Meseta negra
Meseta negra Les sirvió de protección hasta que la furiosa galerna, soplando por entre los intersticios de la roca, casi sólida con su carga de arena, desgarró las mantas. Entonces, se vieron obligados a meterse bajo las chaquetas y respirar a través de sus pañuelos. Durante todo el día se produjeron intervalos negros y amarillos, lo que significaba otros grados de intensidad de la tormenta, hasta el punto de que Paul perdió el sentido del tiempo. Muchas veces experimentó una sensación de tenaza en la garganta, y llegó a pensar seriamente que aquel montón de arena se convertiría en su tumba. Pero siempre, en el punto culminante de la tempestad, se producía un momento de calma, y el joven se recobraba de sus padecimientos. Peleó contra el sueño como si fuese una bestia salvaje. Ceder al cansancio y dejar de jadear para respirar habría sido gozar de un éxtasis. Por fin, oyó la voz de su amigo.
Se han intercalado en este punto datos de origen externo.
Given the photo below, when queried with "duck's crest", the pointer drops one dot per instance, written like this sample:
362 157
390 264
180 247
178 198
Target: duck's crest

—Se está levantando. He visto al sol iluminar con fuego la pradera. Y en las nubes se ha producido una grieta. Pero no podemos confiar en que aclare por completo hasta mañana. Esta noche podremos seguramente abandonar esta meseta.
Paul arrojó a un lado su chaqueta. Todo él estaba cubierto por una capa oscura. El gemir del viento era como un toque de difuntos. Tambaleándose, se puso de pie para desentumecer sus músculos.